Because the other option is realizing that the common denominator in all of your failed arguments is.. wait for it.. you.
On the post: Telcos May 'Agree' To Net Neutrality Legislation... That They Like
"whats that? you are receiving bad connections due to the 'neutrality filter'? gee, we would like to help, but we were forced to install that by Law, so our hands are tied. Of course, if you upgraded maybe we could.."

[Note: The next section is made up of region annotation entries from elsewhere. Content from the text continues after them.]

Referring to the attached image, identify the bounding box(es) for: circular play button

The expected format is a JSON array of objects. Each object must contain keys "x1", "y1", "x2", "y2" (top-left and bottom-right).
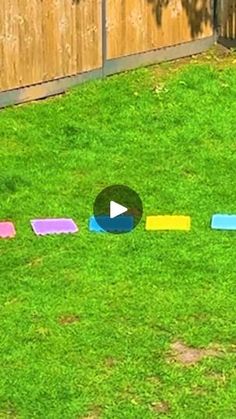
[{"x1": 93, "y1": 185, "x2": 143, "y2": 234}]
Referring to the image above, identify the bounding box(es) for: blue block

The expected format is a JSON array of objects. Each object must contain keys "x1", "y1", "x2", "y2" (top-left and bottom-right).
[
  {"x1": 89, "y1": 216, "x2": 105, "y2": 233},
  {"x1": 89, "y1": 215, "x2": 134, "y2": 233},
  {"x1": 211, "y1": 214, "x2": 236, "y2": 230}
]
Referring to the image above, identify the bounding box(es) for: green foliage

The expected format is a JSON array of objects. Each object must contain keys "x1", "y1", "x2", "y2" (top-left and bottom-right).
[{"x1": 0, "y1": 56, "x2": 236, "y2": 419}]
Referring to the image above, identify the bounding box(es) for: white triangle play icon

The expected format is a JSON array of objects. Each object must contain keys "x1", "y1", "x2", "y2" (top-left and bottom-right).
[{"x1": 110, "y1": 201, "x2": 128, "y2": 218}]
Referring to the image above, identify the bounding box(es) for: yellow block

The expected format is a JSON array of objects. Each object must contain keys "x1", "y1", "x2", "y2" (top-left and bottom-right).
[{"x1": 146, "y1": 215, "x2": 191, "y2": 231}]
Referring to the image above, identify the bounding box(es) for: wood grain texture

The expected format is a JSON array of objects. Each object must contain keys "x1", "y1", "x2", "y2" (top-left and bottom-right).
[
  {"x1": 0, "y1": 0, "x2": 102, "y2": 91},
  {"x1": 220, "y1": 0, "x2": 236, "y2": 40},
  {"x1": 107, "y1": 0, "x2": 213, "y2": 58}
]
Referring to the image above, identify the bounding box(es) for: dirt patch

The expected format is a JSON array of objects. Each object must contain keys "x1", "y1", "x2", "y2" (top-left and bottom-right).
[
  {"x1": 154, "y1": 44, "x2": 236, "y2": 79},
  {"x1": 59, "y1": 314, "x2": 80, "y2": 326},
  {"x1": 171, "y1": 341, "x2": 221, "y2": 365},
  {"x1": 152, "y1": 401, "x2": 170, "y2": 414}
]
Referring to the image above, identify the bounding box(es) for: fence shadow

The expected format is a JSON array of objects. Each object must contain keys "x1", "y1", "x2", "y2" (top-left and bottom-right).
[{"x1": 147, "y1": 0, "x2": 214, "y2": 37}]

On the post: There Is No Such Thing As Search Neutrality, Because The Whole Point Of Search Is To Recommend What's Best
Re: Google's lack of search neutrality
a choice quote:
The entire point of a modern search engine Is to be biased. If i simply wanted to scroll through a thousand-page list of websites that included the words "Cooking" "Time" "For" "Boiled" "Egg" to find a cooking site and information on cooking an egg.. well, i wouldnt want to. I want to find the "best" match, which current algorithms say is http://whatscookingamerica.net/Eggs/BoiledEggs.htm
Notice how i was not sent to a dictionary site that tries to link every imaginable word combination, and i was not sent to the application form for a paid-subscription cooking site because they paid off my search provider. I got a result that was biased (towards being correct) and transparent (the companies involved were not misleading me or hiding a connection)
You go out of your way to purposefully mix up terms and take tiny quotes out of their context to shape a "compelling" story.
Aha, they say that being transparent is good, and then someone else says that they don't want certain details of their ranking algorithms made public! Shock! Gasp! Moral Outrage!
What kind of headlines are next? "When Will Google Reply To Questions About Their Cannibalistic Orgies?" "New Google Technology Takes Over Internet Forever*!"
*at a closer look, you seem to be claiming this already.
All of the action-packed bulletpoints you make are questionable, many leading to an interwoven nest of "google action! sites" and the others leading to pdf.. PDFs for goodness sake, full of buzzwords and "Oddly Designed Phrases"
shameful, Scott. very shameful.
I wont claim that your head is in the sand, but it might well be somewhere else.. and is sure is dark there.